Former WWE impersonator Jason Sensation was recently interviewed by Hannibal TV in which discussed why he tweeted out that he had got a gun through security at a recent WWE Raw event in Toronto and was going to shoot himself.
“I suffer from depression and some mental issues. It’s hard to dive into this whole thing but I don’t want to sugar coat it either. I have some issues with wrestling and I have some issues with how my career went. I’m very hurt about how my career went in WWE.
They (WWE) were in town and I was just in an emotional state. I was visiting my dad at my sister’s place. I had a few drinks with my sister. I passed out and I woke up, and oh great Raw is fixing to come on. My dad loves wrestling and he was getting ready to watch Raw from Toronto.
I went into my depressive state in that moment. Here they are in Toronto. I was thinking of who I still have a contact with in the company and they didn’t call me.

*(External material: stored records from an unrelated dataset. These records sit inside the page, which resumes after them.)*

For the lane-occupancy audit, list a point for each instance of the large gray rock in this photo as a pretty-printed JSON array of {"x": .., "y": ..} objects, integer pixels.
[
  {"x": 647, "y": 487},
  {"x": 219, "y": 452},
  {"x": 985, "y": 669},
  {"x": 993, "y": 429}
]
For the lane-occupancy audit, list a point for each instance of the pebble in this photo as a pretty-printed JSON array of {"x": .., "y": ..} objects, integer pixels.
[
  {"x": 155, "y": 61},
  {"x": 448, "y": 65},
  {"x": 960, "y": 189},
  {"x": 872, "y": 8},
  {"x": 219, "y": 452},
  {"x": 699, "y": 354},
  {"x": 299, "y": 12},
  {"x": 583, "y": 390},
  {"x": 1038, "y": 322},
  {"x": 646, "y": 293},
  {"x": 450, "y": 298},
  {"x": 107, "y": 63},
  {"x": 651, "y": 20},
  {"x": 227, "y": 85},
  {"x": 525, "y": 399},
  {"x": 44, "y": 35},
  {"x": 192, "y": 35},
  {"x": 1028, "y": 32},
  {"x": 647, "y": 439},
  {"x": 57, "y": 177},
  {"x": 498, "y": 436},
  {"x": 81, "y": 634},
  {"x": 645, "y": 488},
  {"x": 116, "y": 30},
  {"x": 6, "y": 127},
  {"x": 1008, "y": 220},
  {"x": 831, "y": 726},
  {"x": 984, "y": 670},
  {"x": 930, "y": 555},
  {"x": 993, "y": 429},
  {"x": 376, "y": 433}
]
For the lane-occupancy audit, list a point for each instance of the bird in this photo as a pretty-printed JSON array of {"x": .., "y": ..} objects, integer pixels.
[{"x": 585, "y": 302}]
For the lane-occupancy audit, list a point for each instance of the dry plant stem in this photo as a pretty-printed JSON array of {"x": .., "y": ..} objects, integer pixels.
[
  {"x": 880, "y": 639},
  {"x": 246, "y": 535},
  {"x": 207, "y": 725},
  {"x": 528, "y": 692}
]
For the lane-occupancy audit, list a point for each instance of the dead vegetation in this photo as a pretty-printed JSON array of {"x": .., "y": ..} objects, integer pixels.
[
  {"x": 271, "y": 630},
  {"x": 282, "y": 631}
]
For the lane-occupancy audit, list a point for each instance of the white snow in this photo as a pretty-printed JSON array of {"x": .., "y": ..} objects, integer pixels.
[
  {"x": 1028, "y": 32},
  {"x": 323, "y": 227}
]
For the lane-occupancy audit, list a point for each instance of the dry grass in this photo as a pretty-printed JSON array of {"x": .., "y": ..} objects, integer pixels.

And I was thinking of my friends who are not in the company anymore and they didn’t call me. This is very selfish thinking. I’m embarrassed to admit where my mind was at.
I woke up. I was half drunk. I looked at my phone and none of my friends who are going to the show messaged me. No one from the show messaged me. I’ve had some history with the company where I’ve sent out a whole bunch of shit online. I’ve definitely burned my bridges and they blackballed me from the company forever.
It was years ago that I did that and I say something stupid every now and then because I’m hurting and I’m just trying to get a reaction out of them. Do you even notice me? Why can’t you see me? It’s from a place of being hurt and never even getting a mention back. I can never get a mention back.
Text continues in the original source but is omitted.